Allina fired Lichty in April, with the termination notice citing her alleged medication discrepancies. Anderson would later email Allina officials and state that Lichty was discharged for “possible drug diversion.”
Lichty applied for unemployment insurance, and a request for information was sent to Allina. Paula Wahlberg, a human resources employee, filled out the paperwork, writing that Lichty's performance began declining when she returned from a leave of absence and requested light duty accommodations.
Lichty eventually brought ADA, MHRA, and FMLA claims against Allina, alleging disability discrimination, failure-to-accommodate, and interference. Allina moved for summary judgment.
Direct evidence, it explained, “most often” includes decisionmaker comments “that reflect, without inference, discriminatory bias.”
Here, Lichty argued that Wahlberg's responses on an unemployment insurance information request constituted such direct evidence.
The court disagreed, pointing out that Wahlberg was “only tangentially” involved in the medication investigation that led to Lichty's discharge, and was not one of the decisionmakers who fired Lichty.
Even if Lichty could establish a prima facie case of disability bias--that is, she was disabled, qualified to perform her essential job functions, and fired because of her disability--she failed to demonstrate that Allina's proffered reasons for her discharge were pretextual, the court held.
Lichty attempted to show pretext based on her co-workers' complaints, her favorable job performance review prior to her termination, and the poor treatment she received in comparison to similarly situated, non-disabled employees.
The court said the co-worker complaints do not prove pretext because they were “stray remarks” by non-decisionmakers.
With respect to the positive performance review, it pointed out that Anderson had not known about Lichty's medicine discrepancies at the time he completed the evaluation. Absent knowledge of the circumstances that would eventually lead to Lichty's discharge, Anderson's review “is irrelevant to the pretext analysis,” the court said.
As for the argument that similarly situated, non-disabled nurses received more favorable treatment, the court observed that Lichty identified only Olson as a comparator. Litchy claimed that Olson received training and was not disciplined for her medication discrepancies.
But the court pointed out that Olson had only four discrepancies that were considered “resolved,” while Lichty had 25 “unresolved” discrepancies.
“As a result of these differences, Lichty and Olson were not similarly situated, and Allina's different treatment of Olson is not indicative of pretext,” the court concluded.
Furthermore, the district court rejected Lichty's final argument that Allina's shifting discharge explanations raised an inference of pretext.

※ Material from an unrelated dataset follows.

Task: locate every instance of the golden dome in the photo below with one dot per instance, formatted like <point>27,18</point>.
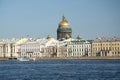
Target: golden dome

The court acknowledged that changing termination reasons may support pretext, “but only if the employer gives 'two completely different explanations.”
Here, the court said, Allina stated that it fired Lichty for possible drug diversion and medication discrepancies. Those reasons “are closely related and not 'completely different,' ” the court ruled.
Allina granted Lichty her requested reasonable accommodations, which included lifting restrictions and a modified work schedule, the court said. It added that Allina also notified Lichty's co-workers that they had to accommodate her restrictions.
“Lichty has not identified a specific request that she made that Allina failed to accommodate,” the court said.
Finally, the court held that Allina is not liable for FMLA interference because its reasons for firing Lichty were insufficiently related to her use of intermittent FMLA leave.
“As already discussed, no reasonable jury could find that Allina terminated Lichty for reasons other than the proffered reason, which was wholly unrelated to FMLA leave,” the court said. “Therefore, Lichty cannot establish that Allina interfered with her FMLA rights, and summary judgment on this claim is warranted.”
Matthew H. Morgan and Timothy C. Selander of Nichols Kaster in Minneapolis represented Lichty. Alyssa M. Toft, Sara G. McGrane, and Jessica M. March of Felhaber, Larson, Fenlon & Vogt in Minneapolis represented Allina.